# Help with 69 MF 135 Hydraulics



## jeff33 (May 10, 2019)

Hi,
I come seeking knowledge and help.
I have a 69 MF 135 (petrol) that had working hydraulics (3pt would rise on start up and FEL would work, but not hold position) but needed work on the FEL cylinders as they were bypassing because the seals were old and worn.
This was duly done.
Whilst replacing the cylinders, for some inane reason (stupidity I suspect) I decided to undo the remote hydraulic plate and of course by lifting it up this displace the metal pipe that runs down into the hydraulic pump.
Having replaced it all (ensuring that the downpipe was located correctly) I replaced the hydraulic fluids and filters etc and started the engine and ran it for a while and cycled the controls to bleed out any air but had no response from the FEL or the 3pt.
I once again removed the remote hydraulic plate and noted that although there was some flow coming up the pipe is was a dribble and putting my thumb over the end could feel no pressure against it. I went from having hydraulics to no hydraulics.
So my question is, what have I done and how can I repair it.

Thoughts/ideas much appreciated.


----------



## RC Wells (Dec 26, 2008)

Not sure I quite grasp what you did, but if you pulled the pipe from the hydraulic lift pump, there are three sets of O rings and two special locating washers. To reset the pressure line to the rockshaft cap it is necessary to set the bottom of the tube first, then place the cap last. It can be a bugger of a job and usually requires the entire rockshaft cover be removed to reach the hydraulic lift pump and place the special washer at that end. Sometimes the lower end that connects to the pump can be fit from the bottom pump access panel, kind of a hit and miss that way.


----------



## jeff33 (May 10, 2019)

Thanks,

I have taken the lift cover off (being careful of the lower roller) and discovered that the pump internally has no pressure relief (just a bolt screwed into the outlet) and the rocker selector arm has come adrift, so it looks like I will have to remove the hydraulic pump altogether.


----------



## RC Wells (Dec 26, 2008)

Good thing you pulled the lift cover and discovered the pump situation.


----------



## jeff33 (May 10, 2019)

I have been following a guy on youtube who seems very knowledgeable about the 135 and he is doing a complete strip down and re-build (bundy bears shack) however, the video showing how to remove the hydraulic pump shows a completely different internal system to mine.
Where I'm at currently.....lift cover removed, side plates removed, PTO shaft removed, shaft connector removed, but unlike the tractor in the video , I still have a mountain of plumbing and fixtures in the way. See the attached picture.

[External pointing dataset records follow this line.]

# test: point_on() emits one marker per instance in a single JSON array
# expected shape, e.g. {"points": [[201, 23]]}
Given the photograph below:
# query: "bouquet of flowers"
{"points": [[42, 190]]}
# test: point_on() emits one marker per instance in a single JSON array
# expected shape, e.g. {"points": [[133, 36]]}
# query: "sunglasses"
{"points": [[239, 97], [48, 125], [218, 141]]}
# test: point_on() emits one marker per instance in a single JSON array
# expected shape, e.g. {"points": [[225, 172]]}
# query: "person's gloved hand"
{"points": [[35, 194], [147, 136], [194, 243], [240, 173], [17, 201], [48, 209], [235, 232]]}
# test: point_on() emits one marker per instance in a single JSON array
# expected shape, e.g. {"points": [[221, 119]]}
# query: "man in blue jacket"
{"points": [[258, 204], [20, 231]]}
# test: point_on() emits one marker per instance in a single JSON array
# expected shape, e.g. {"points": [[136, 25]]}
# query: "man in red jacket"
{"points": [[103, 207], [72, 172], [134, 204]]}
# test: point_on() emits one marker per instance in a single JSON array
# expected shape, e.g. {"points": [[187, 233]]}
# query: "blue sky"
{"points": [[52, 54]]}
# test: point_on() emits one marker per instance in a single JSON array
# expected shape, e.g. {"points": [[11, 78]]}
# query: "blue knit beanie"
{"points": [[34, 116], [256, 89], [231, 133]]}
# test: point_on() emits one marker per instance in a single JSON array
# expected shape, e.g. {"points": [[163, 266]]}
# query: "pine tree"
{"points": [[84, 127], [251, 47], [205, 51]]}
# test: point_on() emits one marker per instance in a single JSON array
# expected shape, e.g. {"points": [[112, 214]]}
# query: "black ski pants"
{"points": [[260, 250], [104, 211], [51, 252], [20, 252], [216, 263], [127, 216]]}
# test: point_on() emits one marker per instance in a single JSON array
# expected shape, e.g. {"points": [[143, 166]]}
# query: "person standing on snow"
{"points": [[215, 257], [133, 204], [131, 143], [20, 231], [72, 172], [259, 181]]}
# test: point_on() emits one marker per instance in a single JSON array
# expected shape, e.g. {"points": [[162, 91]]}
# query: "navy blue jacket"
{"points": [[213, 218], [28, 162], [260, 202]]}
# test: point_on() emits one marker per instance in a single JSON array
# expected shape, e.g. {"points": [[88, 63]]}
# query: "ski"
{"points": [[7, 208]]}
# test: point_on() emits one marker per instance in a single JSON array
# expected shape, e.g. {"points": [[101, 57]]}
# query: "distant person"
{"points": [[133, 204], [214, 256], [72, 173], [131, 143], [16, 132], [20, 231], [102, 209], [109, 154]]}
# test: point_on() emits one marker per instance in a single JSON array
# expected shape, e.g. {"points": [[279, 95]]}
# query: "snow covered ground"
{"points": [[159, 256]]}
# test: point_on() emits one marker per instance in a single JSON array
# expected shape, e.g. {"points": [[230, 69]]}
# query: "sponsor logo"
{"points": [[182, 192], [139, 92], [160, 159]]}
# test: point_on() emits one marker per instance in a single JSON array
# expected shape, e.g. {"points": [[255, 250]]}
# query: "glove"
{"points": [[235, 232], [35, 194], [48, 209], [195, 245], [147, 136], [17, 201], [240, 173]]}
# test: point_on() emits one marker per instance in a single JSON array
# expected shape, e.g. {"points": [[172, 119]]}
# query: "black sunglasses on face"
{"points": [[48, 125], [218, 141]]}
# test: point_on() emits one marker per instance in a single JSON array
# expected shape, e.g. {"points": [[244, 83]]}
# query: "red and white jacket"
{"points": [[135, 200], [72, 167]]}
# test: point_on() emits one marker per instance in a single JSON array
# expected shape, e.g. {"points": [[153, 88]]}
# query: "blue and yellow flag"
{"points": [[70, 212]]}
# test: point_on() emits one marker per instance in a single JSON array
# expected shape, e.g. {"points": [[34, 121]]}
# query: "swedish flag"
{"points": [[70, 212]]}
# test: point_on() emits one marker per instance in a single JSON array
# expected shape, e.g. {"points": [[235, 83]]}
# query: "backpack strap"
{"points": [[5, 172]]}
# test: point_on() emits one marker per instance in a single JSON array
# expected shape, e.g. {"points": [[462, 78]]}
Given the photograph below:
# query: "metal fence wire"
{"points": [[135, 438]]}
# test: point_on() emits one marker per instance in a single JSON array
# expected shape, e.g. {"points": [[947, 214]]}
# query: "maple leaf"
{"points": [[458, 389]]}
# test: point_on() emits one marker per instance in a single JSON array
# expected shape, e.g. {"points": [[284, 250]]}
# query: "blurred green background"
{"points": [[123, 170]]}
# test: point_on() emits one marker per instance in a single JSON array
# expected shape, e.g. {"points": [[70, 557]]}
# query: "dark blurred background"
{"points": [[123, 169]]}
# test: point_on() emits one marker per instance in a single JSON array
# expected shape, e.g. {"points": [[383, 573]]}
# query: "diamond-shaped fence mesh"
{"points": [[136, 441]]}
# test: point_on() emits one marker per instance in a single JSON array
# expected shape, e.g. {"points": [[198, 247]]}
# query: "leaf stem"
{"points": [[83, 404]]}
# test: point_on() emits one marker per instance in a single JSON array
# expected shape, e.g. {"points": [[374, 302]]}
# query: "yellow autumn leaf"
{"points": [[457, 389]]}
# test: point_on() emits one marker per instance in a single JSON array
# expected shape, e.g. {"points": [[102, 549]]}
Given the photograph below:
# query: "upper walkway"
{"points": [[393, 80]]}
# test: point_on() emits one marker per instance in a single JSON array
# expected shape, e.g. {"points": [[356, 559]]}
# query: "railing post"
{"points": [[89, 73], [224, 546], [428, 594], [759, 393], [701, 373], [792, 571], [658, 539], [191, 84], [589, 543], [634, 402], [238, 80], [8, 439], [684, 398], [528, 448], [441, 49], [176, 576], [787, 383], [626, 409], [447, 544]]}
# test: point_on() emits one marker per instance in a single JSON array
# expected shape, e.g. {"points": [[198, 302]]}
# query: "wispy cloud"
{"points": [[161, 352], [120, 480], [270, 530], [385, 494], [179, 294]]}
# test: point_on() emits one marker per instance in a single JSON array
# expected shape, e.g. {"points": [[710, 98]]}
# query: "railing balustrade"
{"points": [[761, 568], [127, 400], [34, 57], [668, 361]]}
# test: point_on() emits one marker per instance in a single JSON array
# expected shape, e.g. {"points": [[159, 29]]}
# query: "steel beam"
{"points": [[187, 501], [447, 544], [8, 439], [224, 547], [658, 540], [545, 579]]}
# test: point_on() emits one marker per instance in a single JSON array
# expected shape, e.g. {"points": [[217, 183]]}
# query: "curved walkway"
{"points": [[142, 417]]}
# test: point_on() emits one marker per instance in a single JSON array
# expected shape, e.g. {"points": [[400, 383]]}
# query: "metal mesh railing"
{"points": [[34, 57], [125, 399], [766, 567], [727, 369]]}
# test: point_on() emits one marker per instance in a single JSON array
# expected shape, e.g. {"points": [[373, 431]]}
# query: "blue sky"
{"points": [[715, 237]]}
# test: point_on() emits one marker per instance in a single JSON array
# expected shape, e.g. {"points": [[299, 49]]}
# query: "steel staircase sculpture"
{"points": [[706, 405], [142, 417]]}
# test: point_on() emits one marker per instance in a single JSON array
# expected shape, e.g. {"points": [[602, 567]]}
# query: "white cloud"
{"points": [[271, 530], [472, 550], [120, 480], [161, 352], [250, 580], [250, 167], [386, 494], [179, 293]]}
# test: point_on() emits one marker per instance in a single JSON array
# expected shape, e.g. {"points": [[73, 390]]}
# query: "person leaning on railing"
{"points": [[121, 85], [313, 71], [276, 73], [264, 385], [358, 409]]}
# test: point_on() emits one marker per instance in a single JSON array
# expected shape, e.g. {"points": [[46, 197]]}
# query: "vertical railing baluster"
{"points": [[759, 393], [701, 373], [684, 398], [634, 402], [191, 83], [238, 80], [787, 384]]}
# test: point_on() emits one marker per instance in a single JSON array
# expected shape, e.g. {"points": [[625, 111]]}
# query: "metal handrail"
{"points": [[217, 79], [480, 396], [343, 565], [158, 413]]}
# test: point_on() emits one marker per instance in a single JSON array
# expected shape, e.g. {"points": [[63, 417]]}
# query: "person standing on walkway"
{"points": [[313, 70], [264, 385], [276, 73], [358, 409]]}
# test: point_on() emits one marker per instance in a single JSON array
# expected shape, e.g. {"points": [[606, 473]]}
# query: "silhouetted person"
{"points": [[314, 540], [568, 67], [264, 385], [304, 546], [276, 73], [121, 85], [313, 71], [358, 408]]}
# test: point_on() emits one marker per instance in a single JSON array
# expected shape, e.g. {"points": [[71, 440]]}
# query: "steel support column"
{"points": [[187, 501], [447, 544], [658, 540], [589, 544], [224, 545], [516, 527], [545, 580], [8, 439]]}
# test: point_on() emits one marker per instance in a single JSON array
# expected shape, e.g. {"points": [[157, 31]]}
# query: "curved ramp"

Anybody suggest the way forward from here?


----------



## mikegunderson10 (8 mo ago)

I have hydraulics at aux ports , but no 3 pt. Any ideas?


----------



## Busted Tractor (May 22, 2018)

I hope by now you have gotten things fixed. 
Does this tractor have pressure control? In the pictures I think I see a block on the stand pipe. If so is the small line connected to the block when the cover is installed? It must be connected because it goes to the variable relief valve.
The scotch yoke pump "works" the 3 point hitch only unless you have a valve mounted on the stand pipe/cover. The auxiliaries get oil from the gear pump not the scotch yoke pump.


----------